JPU mengungkapkan, pesan dalam grup tersebut berisi perintah untuk mengganti personel di Kementerian Pendidikan, Kebudayaan, Riset, dan Teknologi (Kemendikbudristek) dengan perangkat lunak serta mendatangkan pihak luar.
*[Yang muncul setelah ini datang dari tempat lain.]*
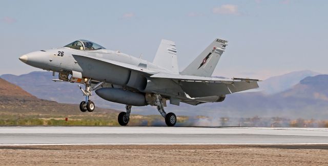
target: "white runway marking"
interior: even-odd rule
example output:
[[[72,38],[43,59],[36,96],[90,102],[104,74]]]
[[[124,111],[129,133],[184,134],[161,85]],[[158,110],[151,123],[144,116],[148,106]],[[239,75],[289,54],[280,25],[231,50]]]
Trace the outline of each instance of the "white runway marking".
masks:
[[[328,143],[28,143],[0,144],[0,146],[95,146],[95,145],[328,145]]]
[[[2,127],[0,145],[326,144],[328,129]]]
Hal tersebut kemudian selaras dengan fakta persidangan yang menunjukkan bahwa Terdakwa tidak mempercayai pejabat eselon I dan II Kemendikbudristek dalam pelaksanaan kegiatan.

“Ketidakpercayaan itu berujung pada pengarahan pengadaan Teknologi Informasi dan Komunikasi (TIK) yang secara spesifik diarahkan untuk menggunakan Chrome OS atau laptop Chromebook,” imbuh Roy Riyadi.

Fakta persidangan selanjutnya juga mengungkap adanya mutasi jabatan terhadap Direktur SD dan Direktur SMP karena menolak membuat kajian teknis yang mengunggulkan penggunaan Chrome OS. Kedua posisi tersebut kemudian digantikan oleh Sri Wahyuningsih dan Mulyatsah, yang bersedia menandatangani kajian review teknis yang telah diarahkan untuk menggunakan Chrome OS atas perintah Terdakwa.

JPU menegaskan komitmennya untuk terus membuktikan seluruh dakwaan serta unsur perbuatan pidana dan kesalahan Terdakwa melalui pemeriksaan saksi-saksi lainnya pada agenda persidangan berikutnya. (SUR) 

No comments

Powered by Blogger.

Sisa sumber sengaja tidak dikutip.